Biomedical science meets art

Well I don’t know what inspired me more in Vegas, the museum devoted to Leonardo Da Vinci or the Chuck Jones exhibition. I think both inspired me equally because they combined my love of the human body with my love of art and animation. Biomedical science after all is a visual subject with the use of microscopy to study cells and tissues, so the subject often appeals to the artist in us.

Leonardo was a genius there is no doubt, as an artist, scientist and inventor. His drawings of human anatomy as with many artists of that time originated from the dissection of exhumed bodies. In 15th century Italy in fact human dissection at medical schools such as Padua were public events, and this is where the word “carnival” reportedly originated with “carne” meaning meat. These public events included musicians and entertainers as well as eminent surgeons of the day. This was biomedical science in its merest infancy with the preliminary beginnings of experimentation at this time such as those conducted by William Harvey which led to his discovery of the circulatory system.

As well as advancing the understanding of human anatomy through his drawings, Leonardo sketched out many inventions and innovations, particularly around the quest for flight. However it was also suggested that many of these ideas may not have been his own, and were talked about at that time which he then may just have sketched for himself.

Arts and science banner

Most fascinating was a recent study using a range of photographic techniques to study closely the Mona Lisa.

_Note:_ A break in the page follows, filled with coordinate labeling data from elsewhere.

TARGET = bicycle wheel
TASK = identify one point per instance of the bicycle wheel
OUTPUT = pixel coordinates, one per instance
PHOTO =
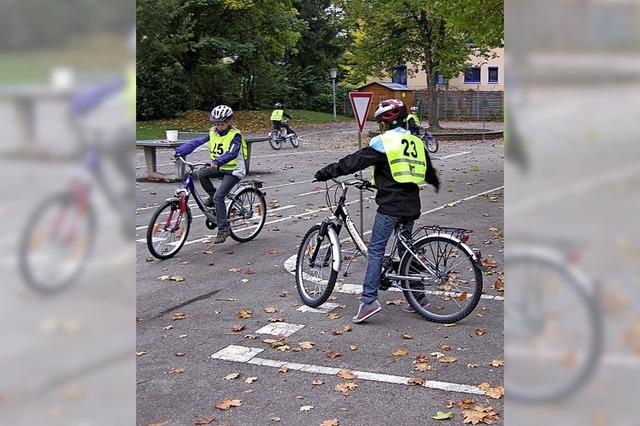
(274, 140)
(168, 230)
(432, 145)
(294, 140)
(553, 327)
(246, 214)
(455, 288)
(56, 243)
(315, 282)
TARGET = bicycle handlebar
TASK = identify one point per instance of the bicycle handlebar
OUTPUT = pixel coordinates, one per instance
(179, 158)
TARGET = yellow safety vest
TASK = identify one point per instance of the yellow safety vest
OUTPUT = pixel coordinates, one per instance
(406, 157)
(415, 117)
(218, 145)
(277, 115)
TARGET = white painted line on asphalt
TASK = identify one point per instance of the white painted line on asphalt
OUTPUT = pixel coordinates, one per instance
(323, 309)
(452, 155)
(280, 329)
(248, 355)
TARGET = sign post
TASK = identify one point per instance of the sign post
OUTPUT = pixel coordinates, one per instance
(360, 103)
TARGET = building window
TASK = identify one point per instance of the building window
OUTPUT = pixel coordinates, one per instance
(472, 75)
(493, 74)
(400, 75)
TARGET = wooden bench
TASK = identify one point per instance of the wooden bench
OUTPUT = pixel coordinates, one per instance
(150, 154)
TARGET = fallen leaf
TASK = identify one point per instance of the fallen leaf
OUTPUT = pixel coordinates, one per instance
(448, 359)
(400, 352)
(417, 381)
(495, 393)
(238, 327)
(422, 367)
(441, 415)
(346, 374)
(228, 403)
(204, 420)
(331, 354)
(345, 388)
(484, 415)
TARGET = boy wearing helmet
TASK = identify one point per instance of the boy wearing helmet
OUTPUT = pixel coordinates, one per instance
(413, 122)
(277, 116)
(228, 150)
(400, 163)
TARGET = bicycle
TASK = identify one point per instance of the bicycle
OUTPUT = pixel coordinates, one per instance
(430, 142)
(430, 262)
(246, 213)
(278, 136)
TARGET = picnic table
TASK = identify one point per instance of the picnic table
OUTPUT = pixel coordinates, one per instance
(150, 154)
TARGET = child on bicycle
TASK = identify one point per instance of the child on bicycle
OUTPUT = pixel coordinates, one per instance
(277, 116)
(228, 150)
(400, 163)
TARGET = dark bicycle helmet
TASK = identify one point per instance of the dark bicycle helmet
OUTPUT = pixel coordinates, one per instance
(392, 111)
(221, 113)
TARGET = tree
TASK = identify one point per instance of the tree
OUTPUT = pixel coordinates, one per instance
(436, 34)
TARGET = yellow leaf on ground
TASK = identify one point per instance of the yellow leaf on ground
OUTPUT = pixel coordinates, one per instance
(228, 403)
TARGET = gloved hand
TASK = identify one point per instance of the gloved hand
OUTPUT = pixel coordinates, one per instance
(322, 175)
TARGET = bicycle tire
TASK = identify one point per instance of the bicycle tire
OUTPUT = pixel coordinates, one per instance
(309, 300)
(586, 371)
(236, 204)
(275, 141)
(152, 228)
(294, 140)
(473, 300)
(44, 287)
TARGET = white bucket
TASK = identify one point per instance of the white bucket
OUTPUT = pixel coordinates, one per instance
(172, 135)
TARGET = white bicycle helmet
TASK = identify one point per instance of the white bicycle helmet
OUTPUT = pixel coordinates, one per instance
(221, 113)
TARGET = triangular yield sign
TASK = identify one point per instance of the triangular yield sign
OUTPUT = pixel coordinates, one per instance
(360, 103)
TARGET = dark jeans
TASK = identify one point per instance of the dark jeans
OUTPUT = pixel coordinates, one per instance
(228, 182)
(383, 227)
(279, 124)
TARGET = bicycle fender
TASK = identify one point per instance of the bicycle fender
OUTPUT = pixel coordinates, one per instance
(335, 248)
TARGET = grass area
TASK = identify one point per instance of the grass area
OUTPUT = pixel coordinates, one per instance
(246, 121)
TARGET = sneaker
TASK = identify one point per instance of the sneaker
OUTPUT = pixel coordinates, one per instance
(223, 234)
(410, 309)
(366, 310)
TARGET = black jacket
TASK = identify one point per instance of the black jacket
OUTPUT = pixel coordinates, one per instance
(393, 198)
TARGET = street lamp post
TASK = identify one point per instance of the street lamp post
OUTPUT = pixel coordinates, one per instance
(334, 73)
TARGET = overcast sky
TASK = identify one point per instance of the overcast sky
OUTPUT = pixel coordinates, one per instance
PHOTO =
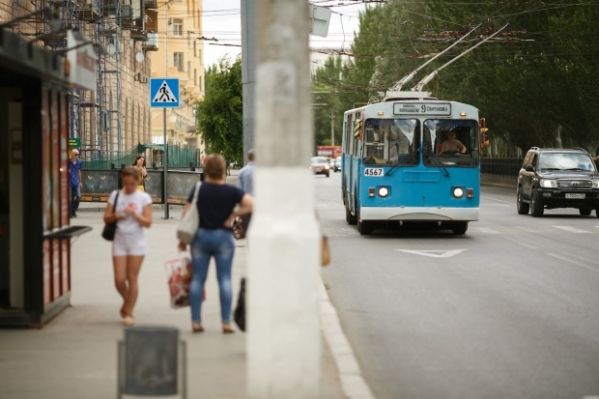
(222, 20)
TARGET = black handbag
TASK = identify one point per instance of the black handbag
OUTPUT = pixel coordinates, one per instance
(239, 314)
(110, 228)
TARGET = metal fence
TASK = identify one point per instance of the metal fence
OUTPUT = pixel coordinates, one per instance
(503, 167)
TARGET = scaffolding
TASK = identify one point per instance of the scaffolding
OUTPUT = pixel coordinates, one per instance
(95, 117)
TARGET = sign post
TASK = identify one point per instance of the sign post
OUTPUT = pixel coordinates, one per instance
(164, 93)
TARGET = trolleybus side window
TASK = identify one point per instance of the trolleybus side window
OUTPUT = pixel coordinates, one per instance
(391, 142)
(450, 142)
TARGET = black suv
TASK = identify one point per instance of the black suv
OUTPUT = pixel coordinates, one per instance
(558, 178)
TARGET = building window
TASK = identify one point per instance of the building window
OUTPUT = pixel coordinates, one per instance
(177, 27)
(178, 61)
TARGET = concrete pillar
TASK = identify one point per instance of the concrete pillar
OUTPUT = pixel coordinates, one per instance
(284, 240)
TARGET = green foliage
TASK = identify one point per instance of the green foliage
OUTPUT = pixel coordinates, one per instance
(220, 113)
(536, 86)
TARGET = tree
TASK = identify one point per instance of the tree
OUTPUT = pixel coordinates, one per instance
(220, 113)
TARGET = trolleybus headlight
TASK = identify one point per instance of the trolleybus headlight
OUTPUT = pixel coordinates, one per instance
(548, 183)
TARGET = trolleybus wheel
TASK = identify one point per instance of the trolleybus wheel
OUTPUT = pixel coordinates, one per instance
(460, 228)
(536, 206)
(349, 218)
(522, 206)
(365, 228)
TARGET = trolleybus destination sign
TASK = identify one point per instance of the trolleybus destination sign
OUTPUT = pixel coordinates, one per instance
(422, 109)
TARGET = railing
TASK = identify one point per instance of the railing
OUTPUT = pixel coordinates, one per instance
(502, 167)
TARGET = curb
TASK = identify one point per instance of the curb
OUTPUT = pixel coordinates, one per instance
(352, 382)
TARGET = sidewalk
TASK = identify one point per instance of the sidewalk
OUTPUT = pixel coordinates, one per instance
(75, 356)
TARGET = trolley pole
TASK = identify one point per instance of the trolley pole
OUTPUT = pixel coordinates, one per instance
(332, 130)
(165, 167)
(283, 341)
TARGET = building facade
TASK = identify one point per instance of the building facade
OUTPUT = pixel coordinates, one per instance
(115, 116)
(180, 54)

It was interesting to note that she has no eyebrows or eyelashes and schools of thought now suggest that the delicate paint work simply had not lasted over time, rather than Leonardo causing interest and controversy by not giving her these features. If we get all scientific for a moment, arts meets science again in one of the techniques called spectroscopy which is a laboratory technique in biomedical science and also a version of it – Raman spectroscopy – is a way of fingerprinting paint pigments and is used to authenticate oil paintings and determine which pigments and paints were used.

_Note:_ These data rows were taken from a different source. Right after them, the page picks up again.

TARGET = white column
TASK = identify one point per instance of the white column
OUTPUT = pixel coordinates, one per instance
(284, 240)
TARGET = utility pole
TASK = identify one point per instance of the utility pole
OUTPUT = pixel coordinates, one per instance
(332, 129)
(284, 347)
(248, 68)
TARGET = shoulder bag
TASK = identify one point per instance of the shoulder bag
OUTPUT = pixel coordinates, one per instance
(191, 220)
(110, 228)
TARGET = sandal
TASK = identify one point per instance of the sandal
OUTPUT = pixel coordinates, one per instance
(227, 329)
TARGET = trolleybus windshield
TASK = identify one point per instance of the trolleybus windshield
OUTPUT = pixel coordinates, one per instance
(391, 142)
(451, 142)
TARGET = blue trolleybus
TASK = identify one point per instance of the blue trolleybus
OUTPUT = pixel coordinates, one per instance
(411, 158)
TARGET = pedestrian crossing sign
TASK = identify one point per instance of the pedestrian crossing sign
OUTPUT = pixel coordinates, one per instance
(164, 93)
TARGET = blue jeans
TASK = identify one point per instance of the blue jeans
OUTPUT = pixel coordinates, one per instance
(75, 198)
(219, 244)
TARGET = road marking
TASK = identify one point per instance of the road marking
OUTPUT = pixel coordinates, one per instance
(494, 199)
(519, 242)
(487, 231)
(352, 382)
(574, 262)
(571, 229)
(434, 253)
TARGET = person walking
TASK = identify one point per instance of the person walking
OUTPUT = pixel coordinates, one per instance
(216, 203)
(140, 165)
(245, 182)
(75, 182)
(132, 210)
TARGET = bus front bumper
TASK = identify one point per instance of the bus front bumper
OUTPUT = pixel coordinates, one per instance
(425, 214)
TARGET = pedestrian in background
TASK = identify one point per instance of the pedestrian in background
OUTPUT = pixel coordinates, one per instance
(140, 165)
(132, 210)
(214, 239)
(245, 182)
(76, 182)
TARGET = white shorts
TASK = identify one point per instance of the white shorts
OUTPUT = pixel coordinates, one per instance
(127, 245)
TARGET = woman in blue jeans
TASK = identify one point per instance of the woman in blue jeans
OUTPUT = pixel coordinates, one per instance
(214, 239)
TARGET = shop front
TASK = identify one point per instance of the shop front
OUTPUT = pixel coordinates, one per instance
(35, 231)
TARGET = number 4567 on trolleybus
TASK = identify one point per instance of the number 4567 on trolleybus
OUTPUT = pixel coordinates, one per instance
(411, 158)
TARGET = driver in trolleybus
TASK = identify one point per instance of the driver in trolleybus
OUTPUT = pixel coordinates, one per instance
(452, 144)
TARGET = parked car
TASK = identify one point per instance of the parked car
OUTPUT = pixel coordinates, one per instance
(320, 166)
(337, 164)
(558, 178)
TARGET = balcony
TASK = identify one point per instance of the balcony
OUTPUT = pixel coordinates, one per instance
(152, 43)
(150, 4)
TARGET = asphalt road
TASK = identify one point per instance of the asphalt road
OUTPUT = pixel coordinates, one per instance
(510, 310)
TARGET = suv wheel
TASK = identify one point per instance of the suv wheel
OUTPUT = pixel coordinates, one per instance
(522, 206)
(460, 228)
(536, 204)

Well onto another fine artist and the work of Charles Jones – or beloved Chuck Jones who drew many of our favourite cartoon characters like Bugs Bunny, Daffy Duck, Pepe le Pew and Road Runner, and so many more. Being an amateur animator myself I can appreciate the incredible amount of work that went into creating some 30 frames per second; all cells were hand drawn and painted by teams of animators and artists and then painstakingly filmed. Of course we can automate the process today using Adobe Flash, but as with anything digital you loose the depth and richness of colour that a computer simply cannot represent.

Being from near Nottingham I have to particularly like his rendition of Robin Hood and his merry men! Of course his characters were brought to life by the vocal skills of Mel Blank who worked for the studios for over 60 years. The created cartoons were genius although it is sad that gone is the day where the television schedules would have a five minute interlude for a Looney Tunes Cartoon from Warner Brothers.

Robin Hood and his Merry Men


I think the quote of the day goes to Leonardo though,

“I have been impressed with the urgency of doing. Knowing is not enough; we must apply. Being willing is not enough; we must do”.

Absolutely – just DO IT! I did, and I ended up in Las Vegas!